Enter the Dragon: XML

Enter the Dragon: XML

May/June Edition, 2007: Allowing people to talk to machines was the first step. The next was enabling machines to talk to machines. Peter Webb canvasses the evolution of XML and its importance to real time e-commerce and SOA.

Readers of last edition’s column will recall that we discussed the major problems of traditional means of systems integration, which basically have relied on low level, direct point-to-point communication. The first is that the systems become “closely coupled” – a relatively minor change to one system (for example to its database structure) can cause another system to fail.
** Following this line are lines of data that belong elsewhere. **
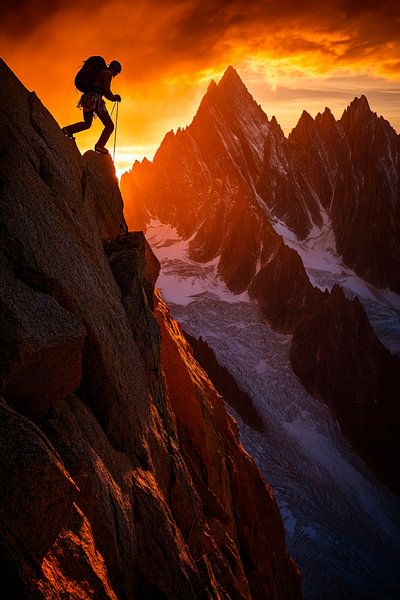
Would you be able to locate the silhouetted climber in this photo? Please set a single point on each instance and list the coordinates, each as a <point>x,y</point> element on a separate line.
<point>94,79</point>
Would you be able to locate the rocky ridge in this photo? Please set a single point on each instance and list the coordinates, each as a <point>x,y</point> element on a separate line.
<point>226,181</point>
<point>121,473</point>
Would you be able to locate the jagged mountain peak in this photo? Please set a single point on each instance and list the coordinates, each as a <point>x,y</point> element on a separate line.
<point>358,108</point>
<point>231,77</point>
<point>228,90</point>
<point>325,120</point>
<point>304,125</point>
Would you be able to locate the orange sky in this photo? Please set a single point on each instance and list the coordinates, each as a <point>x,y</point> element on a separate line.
<point>291,55</point>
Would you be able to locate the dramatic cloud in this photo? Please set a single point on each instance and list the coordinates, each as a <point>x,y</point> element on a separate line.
<point>170,50</point>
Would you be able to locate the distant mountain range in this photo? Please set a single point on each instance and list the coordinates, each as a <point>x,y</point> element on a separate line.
<point>249,197</point>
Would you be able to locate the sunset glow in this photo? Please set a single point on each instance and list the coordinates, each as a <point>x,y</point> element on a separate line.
<point>291,57</point>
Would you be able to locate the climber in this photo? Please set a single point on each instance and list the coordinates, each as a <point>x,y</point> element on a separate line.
<point>92,102</point>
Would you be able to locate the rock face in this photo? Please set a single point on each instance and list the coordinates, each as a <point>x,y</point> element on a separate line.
<point>226,384</point>
<point>232,170</point>
<point>338,358</point>
<point>121,474</point>
<point>231,180</point>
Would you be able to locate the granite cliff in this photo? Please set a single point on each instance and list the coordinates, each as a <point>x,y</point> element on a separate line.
<point>122,475</point>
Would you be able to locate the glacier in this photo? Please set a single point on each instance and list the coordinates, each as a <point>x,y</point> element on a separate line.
<point>342,525</point>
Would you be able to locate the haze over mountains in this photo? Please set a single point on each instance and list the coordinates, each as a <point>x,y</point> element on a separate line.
<point>289,222</point>
<point>122,475</point>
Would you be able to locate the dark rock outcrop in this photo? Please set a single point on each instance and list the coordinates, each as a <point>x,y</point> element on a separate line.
<point>225,478</point>
<point>110,487</point>
<point>283,290</point>
<point>225,383</point>
<point>228,177</point>
<point>339,359</point>
<point>231,161</point>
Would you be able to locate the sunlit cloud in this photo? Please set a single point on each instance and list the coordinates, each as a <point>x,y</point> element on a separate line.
<point>290,55</point>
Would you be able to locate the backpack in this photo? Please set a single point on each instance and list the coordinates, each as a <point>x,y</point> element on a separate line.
<point>86,76</point>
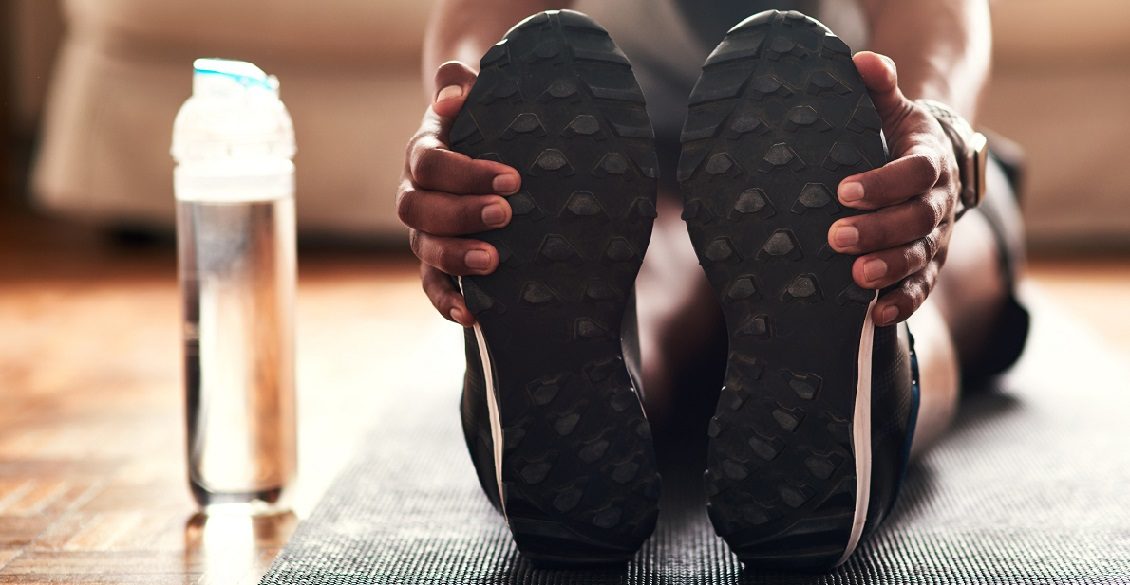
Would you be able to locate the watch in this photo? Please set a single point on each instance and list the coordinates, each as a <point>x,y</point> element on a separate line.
<point>971,148</point>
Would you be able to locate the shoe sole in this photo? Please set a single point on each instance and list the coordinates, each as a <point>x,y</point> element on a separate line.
<point>557,101</point>
<point>778,119</point>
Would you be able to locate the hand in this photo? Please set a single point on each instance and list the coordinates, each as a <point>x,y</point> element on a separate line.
<point>913,198</point>
<point>444,194</point>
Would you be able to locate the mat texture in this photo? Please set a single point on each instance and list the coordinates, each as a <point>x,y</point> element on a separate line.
<point>1032,486</point>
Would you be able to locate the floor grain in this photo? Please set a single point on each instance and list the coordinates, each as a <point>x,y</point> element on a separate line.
<point>92,468</point>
The second is that as the number of systems increases, the number of potential point-to-point links increases as the square of the number of nodes – get enough servers and the problems start getting completely unmanageable.

As of the mid 1990s, the industry knew it had a problem, and even knew it had a name for the solution – a “Service Oriented Architecture”, all that was lacking was an actual solution.

The answer came from the web development industry, to address an almost unrelated problem. The issue was the limitations of html, which is the language used to describe the layout of pages in web browsers. The html language is almost completely a set of instructions for how information should be displayed, and contains almost no information about what the individual components “really” are. For example, if you want all your headings in purple and bold, html just allows you to essentially say “display the following in purple and bold”. What you really want to say “the following are headings, use the standards for headings”, much as you do in Word. This potentially allows the browser to cater for different local issues – like if the web page was on a mobile phone, or perhaps being accessed by a blind person.

Each of these environments would have a different profile for how a heading should be displayed. Of more commercial importance were issues relating to internet commerce. If you have an on-line price list, it would be far better if the browser “knew” that the amounts in the cost column really were costs, and the quantities were quantities, etc. This avoids a lot of programming effort and communication traffic to make the form behave intelligently.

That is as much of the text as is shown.